The launch included presentations, roundtable discussions and personal testimonies from those who developed the index. We were joined by speakers Deputy Mayor Debbie Weekes-Bernard and Philip Glanville, Mayor of Hackney, and from Business in the Community, the London Borough of Barking and Dagenham, and Community Links. We were also joined by two of the citizen scientists we worked with in East London, who were essential in creating the Index.
Together, we explored the IGP's innovative, community-led approach to research that was used to create the Prosperity Index, known as "citizen science". Speakers commented on the importance of this approach. They noted especially how it can be used to re-evalute how we measure prosperity in a specific context or community in order to deliver more accurate and locally-designed public policies that effectively improve people's lives. They also noted examples of where this can already be seen.
Saffron Woodcraft, who leads the IGP's work in East London, explained how citizen science is part of the IGP's agenda to change the way we understand and define prosperity for people around the globe.
We want to challenge the way decision-makers think about prosperity by integrating non-academic expertise into our research, developing new forms of evidence built on this, and new ways of working that make shared prosperity a reality.
The IGP-authored report, Rethinking Prosperity for London: When Citizens Lead Transformation, also launched at this event, goes into more detail about why we believe this is important.
Finally, two citizen scientists from East London, Tony MacKenzie and Sue Ansarie, gave presentations about their work on the Prosperity Index. Their outstanding and refreshing testimonies were unmistakeably one of the highlights of the event.
Cities, communities and citizen scientists
Why choose to create a prosperity index for London? The complexity of contemporary cities often makes changing certain processes andf the "state of things", seem impossible. Sometimes it can feel as though what we discover about our urban environments through research only reinforces this. London, vast and diverse, could then seem a particularly challenging environment in which to choose to make change.

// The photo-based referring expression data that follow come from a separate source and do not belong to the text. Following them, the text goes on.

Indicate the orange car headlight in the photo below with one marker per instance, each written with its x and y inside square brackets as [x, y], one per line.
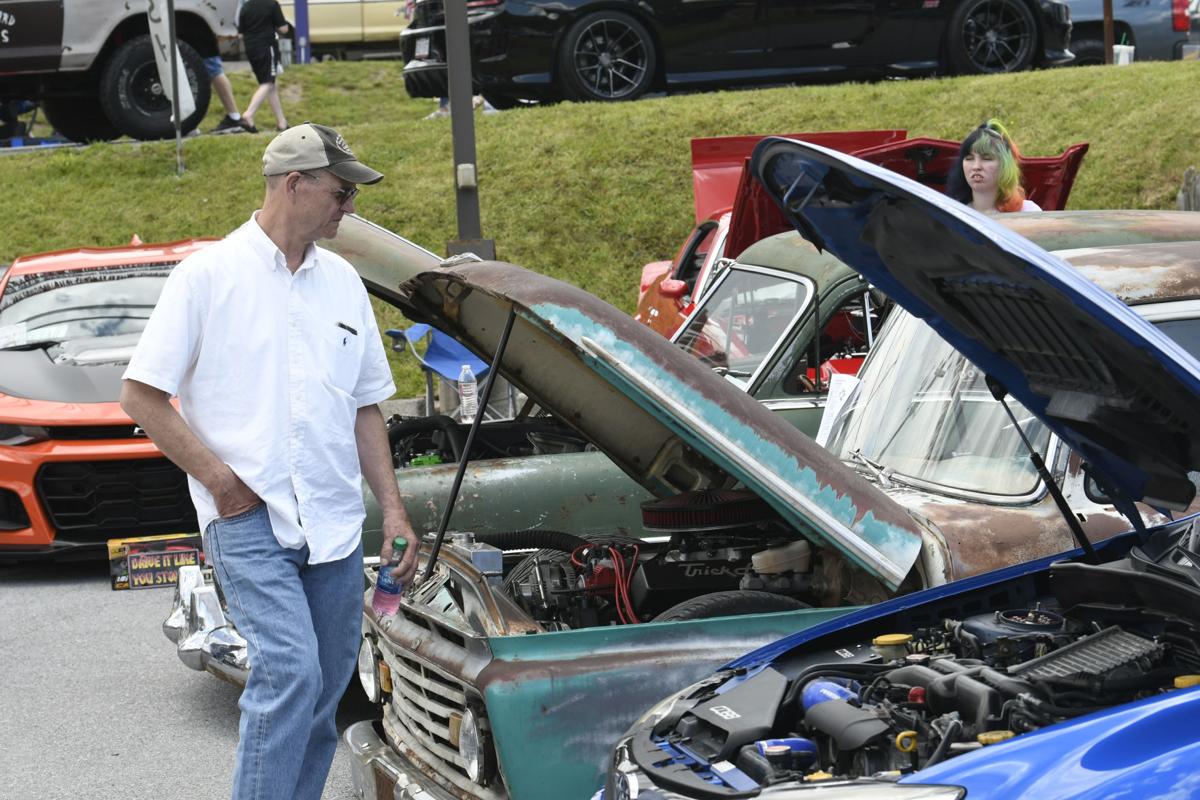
[13, 435]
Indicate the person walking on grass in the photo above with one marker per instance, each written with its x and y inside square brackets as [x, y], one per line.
[259, 23]
[271, 346]
[232, 122]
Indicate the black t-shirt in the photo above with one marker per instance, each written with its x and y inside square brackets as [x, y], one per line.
[259, 19]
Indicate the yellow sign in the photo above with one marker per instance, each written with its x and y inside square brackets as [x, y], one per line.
[149, 561]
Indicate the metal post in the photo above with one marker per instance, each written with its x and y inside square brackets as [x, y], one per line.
[462, 128]
[301, 24]
[1108, 31]
[174, 86]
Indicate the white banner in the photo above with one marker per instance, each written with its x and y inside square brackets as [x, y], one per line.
[160, 35]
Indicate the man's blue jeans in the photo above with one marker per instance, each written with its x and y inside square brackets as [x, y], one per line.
[303, 624]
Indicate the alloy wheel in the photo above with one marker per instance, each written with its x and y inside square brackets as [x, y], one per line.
[611, 59]
[997, 37]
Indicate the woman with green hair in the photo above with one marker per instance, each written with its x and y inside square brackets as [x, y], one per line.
[988, 172]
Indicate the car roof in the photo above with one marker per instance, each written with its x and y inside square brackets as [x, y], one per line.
[1092, 233]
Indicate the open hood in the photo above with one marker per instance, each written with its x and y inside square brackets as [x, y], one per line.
[664, 417]
[717, 162]
[1120, 392]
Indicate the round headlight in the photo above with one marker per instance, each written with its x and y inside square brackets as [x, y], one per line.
[369, 671]
[472, 747]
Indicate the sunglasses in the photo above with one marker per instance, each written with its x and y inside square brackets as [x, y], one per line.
[342, 194]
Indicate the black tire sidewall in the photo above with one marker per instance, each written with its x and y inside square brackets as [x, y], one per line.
[573, 88]
[955, 44]
[79, 119]
[729, 603]
[120, 104]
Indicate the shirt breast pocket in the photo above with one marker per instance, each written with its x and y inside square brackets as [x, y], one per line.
[343, 356]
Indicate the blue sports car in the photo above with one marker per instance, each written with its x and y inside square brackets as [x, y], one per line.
[1067, 677]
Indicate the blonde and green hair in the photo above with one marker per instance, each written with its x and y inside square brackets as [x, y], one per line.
[991, 139]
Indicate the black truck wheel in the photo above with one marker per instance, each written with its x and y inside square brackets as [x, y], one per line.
[730, 603]
[606, 55]
[79, 119]
[988, 36]
[135, 98]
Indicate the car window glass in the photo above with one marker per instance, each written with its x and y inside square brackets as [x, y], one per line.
[1186, 332]
[924, 413]
[741, 320]
[79, 304]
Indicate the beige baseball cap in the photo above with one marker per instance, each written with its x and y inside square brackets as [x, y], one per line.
[316, 146]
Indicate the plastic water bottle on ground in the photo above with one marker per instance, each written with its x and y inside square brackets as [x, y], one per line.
[385, 600]
[467, 389]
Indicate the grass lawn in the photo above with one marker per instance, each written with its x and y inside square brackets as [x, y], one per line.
[586, 192]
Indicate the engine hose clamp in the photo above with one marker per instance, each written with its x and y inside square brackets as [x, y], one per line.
[906, 741]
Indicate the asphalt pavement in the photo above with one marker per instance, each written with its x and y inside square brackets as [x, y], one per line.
[95, 704]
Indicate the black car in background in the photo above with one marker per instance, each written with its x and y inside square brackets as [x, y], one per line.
[619, 49]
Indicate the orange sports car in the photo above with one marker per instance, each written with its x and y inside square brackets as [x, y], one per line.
[75, 470]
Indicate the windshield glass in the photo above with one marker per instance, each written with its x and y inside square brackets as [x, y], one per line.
[739, 322]
[79, 304]
[923, 411]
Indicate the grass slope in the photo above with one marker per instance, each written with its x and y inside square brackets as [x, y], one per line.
[587, 192]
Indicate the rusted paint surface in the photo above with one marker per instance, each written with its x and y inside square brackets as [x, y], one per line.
[1068, 229]
[1141, 274]
[670, 421]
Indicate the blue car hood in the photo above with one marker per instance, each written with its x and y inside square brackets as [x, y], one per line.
[1120, 392]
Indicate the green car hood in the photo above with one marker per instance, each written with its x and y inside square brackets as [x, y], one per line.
[660, 415]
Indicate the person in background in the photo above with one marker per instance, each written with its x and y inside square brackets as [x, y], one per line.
[988, 172]
[276, 433]
[259, 23]
[232, 122]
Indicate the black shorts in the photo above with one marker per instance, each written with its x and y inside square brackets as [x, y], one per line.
[264, 60]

In recent years, there has been a proliferation of uniform indices, indicators and statistics that get indiscriminately used in decision-making about the capital and its communities. However, these measures, the data collection methods used to create them, and the policies made out of them, only tell us so much. They often imply a previously determined set of values about people's needs, and risk overlooking their wellbeing and ideal living standards. These values can feel very detached from the lived reality of London's communities, as they come from academic or expert opinion, rather than the communities themselves.
At the IGP we, by contrast, put public engagement at the heart of our research. We recruit and train lcoal citizens to work as citizen scientists who collect qualitative data in their own communities. As a result, people's needs and concerns are included in research that is about them. Out of this, we are then able to introduce new understandings of prosperity that are based on the people it regards. The significance of what is being measureed is then redefined from the perspective of people who are living that reality, challenging conventional definitions of prosperity, and replacing them with local experience and aspirations.

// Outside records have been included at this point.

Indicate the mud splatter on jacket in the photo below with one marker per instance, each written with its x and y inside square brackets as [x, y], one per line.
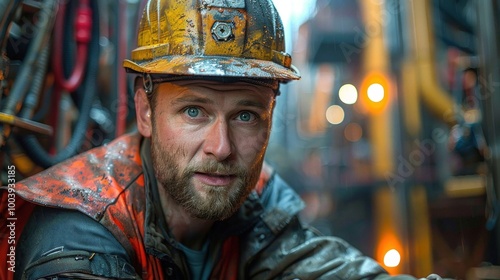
[263, 240]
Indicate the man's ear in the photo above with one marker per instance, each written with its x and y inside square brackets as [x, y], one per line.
[143, 110]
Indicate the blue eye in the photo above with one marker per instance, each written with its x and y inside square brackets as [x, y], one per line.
[193, 112]
[246, 116]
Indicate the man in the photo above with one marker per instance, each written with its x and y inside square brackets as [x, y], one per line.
[188, 196]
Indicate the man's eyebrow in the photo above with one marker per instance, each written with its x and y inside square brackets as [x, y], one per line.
[192, 99]
[205, 100]
[251, 103]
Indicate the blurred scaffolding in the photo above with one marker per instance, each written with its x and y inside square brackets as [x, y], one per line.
[390, 135]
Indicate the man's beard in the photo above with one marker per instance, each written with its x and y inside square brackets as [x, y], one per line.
[218, 202]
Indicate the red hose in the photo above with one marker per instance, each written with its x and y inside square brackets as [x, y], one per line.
[83, 34]
[83, 26]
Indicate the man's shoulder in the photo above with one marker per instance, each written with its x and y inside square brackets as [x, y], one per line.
[90, 181]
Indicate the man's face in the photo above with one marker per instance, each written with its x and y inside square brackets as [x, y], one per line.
[208, 143]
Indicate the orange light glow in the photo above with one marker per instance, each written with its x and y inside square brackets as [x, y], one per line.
[392, 258]
[375, 92]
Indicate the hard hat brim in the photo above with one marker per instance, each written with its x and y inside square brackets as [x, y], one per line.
[214, 66]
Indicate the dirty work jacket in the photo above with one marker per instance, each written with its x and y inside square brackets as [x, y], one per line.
[263, 240]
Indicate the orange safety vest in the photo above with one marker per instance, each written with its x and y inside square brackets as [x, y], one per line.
[107, 184]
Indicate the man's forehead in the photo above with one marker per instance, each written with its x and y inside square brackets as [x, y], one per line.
[216, 86]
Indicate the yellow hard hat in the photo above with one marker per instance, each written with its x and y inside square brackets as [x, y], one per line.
[212, 38]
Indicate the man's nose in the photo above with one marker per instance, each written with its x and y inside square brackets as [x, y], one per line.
[218, 141]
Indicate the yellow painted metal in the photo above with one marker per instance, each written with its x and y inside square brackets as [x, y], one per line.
[431, 93]
[376, 59]
[421, 241]
[411, 100]
[240, 38]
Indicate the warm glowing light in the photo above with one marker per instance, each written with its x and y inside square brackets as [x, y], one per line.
[376, 92]
[335, 114]
[392, 258]
[348, 94]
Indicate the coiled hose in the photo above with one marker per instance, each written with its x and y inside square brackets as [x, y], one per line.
[87, 92]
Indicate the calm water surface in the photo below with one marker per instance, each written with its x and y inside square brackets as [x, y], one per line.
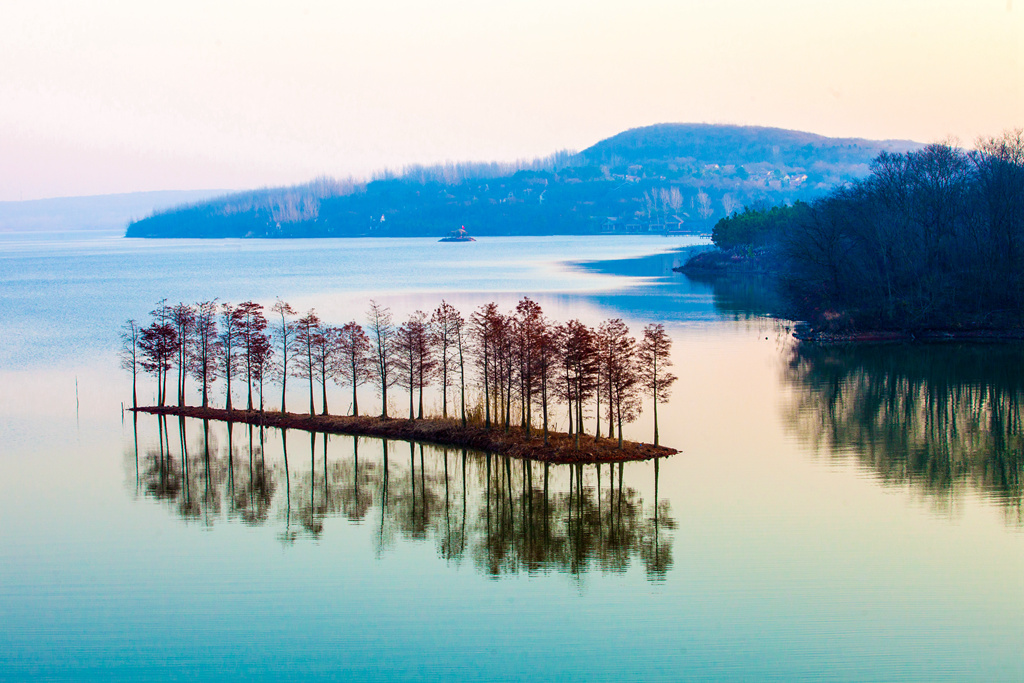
[844, 514]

Our citizen scientists in East London
Our citizen scientists in East London were absolutely essential to the development of the Prosperity Index for London. At its launch, we were delighted to be joined by two of the citizen scientists we worked with, Tony MacKenzie and Sue Ansarie.
Tony has been a citizen scientist since 2015. He has lived and worked with young people in Newham for over 20 years, and now works in housing in Hackney. Tony is IGP's lead citizen scientist. He helps to recruit, train and mentor the team, as well as leading research in Newham, and taking part in IGP's teaching and summer schools. Sue has worked on a number of research projects related to displacement and large social change within communities, including projects on the Aylesbury estate in Elephant and Castle, HS2 and working for Just Space.
In their speeches, they stressed how important it had been for the research findings in East London to be informed by non-academic and locally-based understandings of local issues. They agreed that it is the responsibility of researchers and experts to assist the community in understanding concepts, and eliminating barriers to involvement in research that affects them. This collaboration is essential in transforming action for shared prosperity.
We were thrilled that so many businesses, entrepreneurs, researchers, and members of the community were able to join us for the launch of our Prosperity Index for London. This event marked the launch of our first, formalised Prosperity Index, and was a seminal moment for us as an Institute. We were delighted to share and celebrate it with those who created it, and with those who can use it to create change.
As we look forward to the Prosperity Indices we are developing in Lebanon and Kenya, we also reflect on our work so far and ask: how can we make sure our prosperity indices will translate into more efficient and 'tailor-made' policies that really impact upon the future of communities?
There is still a long way ahead of us in terms of the results that this applied methodology can show us, but we think now is the time to challenge familiar methodologies and start narrowing the gap between policy-makers and people, because empowering communities to take action is a way of enabling each other to thrive.